Why would a physics component need to store a sprite? Why can't it just keep its own independent copy of the transform, either as separate position/rotation/scale, or as a sf::Transformable object? There's no reason why it must reference
the same sprite used in the RenderComponent. In fact, the point of introducing components is to split data and to get rid of such implicit dependencies. Nobody cares if a few bytes are duplicated.
On the other hand, truly separating the two gives you great flexibility. Now you have an implicit dependency between RenderComponent and KinematicsComponent: The one who references the sprite cannot live with the one who stores it. That's unnecessary. You want to be able to create KinematicsComponents even if there is no corresponding RenderComponent; imagine invisible objects that still have a physical representation in the world.
Furthermore, if KinematicsComponent is supposed to live up to its name, it should at least support velocity and possibly angular velocity, as well as second derivatives (acceleration). On the other hand, I'm not sure if an origin in SFML's sense is necessary. So sf::Transform is still too limited, and you need a better representation of your physical objects anyway.
But I guess I could at least use template class (although I am not too familiar with template metaprogramming - at least I will learn something new ).
I have no idea how this relates to the rest of the discussion. In any case, template programming and template
metaprogramming are different things.
I consider it a good design choice, and am more interested if there are other disadvantages besides a minor implementation time addition.

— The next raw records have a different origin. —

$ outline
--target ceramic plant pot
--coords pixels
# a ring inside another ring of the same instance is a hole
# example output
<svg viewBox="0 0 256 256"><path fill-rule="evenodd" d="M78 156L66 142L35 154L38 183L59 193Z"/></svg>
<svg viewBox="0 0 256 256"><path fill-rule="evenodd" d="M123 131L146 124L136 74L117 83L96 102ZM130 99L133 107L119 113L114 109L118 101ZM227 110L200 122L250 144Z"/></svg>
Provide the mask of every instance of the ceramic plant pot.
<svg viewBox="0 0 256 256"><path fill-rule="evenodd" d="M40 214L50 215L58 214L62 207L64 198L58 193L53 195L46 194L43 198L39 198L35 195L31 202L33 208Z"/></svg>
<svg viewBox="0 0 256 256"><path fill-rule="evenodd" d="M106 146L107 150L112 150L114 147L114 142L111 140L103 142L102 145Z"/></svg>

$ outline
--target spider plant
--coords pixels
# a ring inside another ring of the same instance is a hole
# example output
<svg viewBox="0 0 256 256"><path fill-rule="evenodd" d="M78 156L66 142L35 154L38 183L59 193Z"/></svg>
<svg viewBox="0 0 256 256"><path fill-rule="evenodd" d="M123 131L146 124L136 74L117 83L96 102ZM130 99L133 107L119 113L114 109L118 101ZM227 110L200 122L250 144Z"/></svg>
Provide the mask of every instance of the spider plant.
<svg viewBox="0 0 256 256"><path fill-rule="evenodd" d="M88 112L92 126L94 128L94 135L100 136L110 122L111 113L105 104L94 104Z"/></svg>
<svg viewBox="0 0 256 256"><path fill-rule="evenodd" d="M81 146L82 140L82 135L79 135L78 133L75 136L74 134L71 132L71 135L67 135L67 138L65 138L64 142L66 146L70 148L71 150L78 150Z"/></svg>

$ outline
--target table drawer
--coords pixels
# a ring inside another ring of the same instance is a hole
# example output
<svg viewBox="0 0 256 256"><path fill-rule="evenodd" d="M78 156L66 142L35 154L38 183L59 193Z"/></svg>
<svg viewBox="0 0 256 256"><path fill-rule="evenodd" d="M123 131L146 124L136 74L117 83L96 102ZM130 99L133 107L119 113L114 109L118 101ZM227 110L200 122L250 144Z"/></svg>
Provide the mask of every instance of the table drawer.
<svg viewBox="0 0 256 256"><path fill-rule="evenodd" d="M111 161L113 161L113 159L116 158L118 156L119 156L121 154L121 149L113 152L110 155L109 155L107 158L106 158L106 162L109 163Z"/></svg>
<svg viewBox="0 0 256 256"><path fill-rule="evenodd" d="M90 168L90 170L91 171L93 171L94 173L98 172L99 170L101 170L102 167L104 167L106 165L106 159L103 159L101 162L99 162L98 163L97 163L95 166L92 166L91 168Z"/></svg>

I use a more pragmatic decision process: I don't use anything unless I can argue what critical
advantage it brings me. If I have to start arguing why a certain feature has a disadvantage and is thus not used, I won't ever get anywhere.
Besides, "minor implementation time" is not the only thing to consider. Whatever you add to your code needs to be maintained until eternity, so choose carefully. If you're not sure where to store a sprite, I doubt that an Object Pool is the one thing you need right now. Start simple, and add things when the need develops, not before.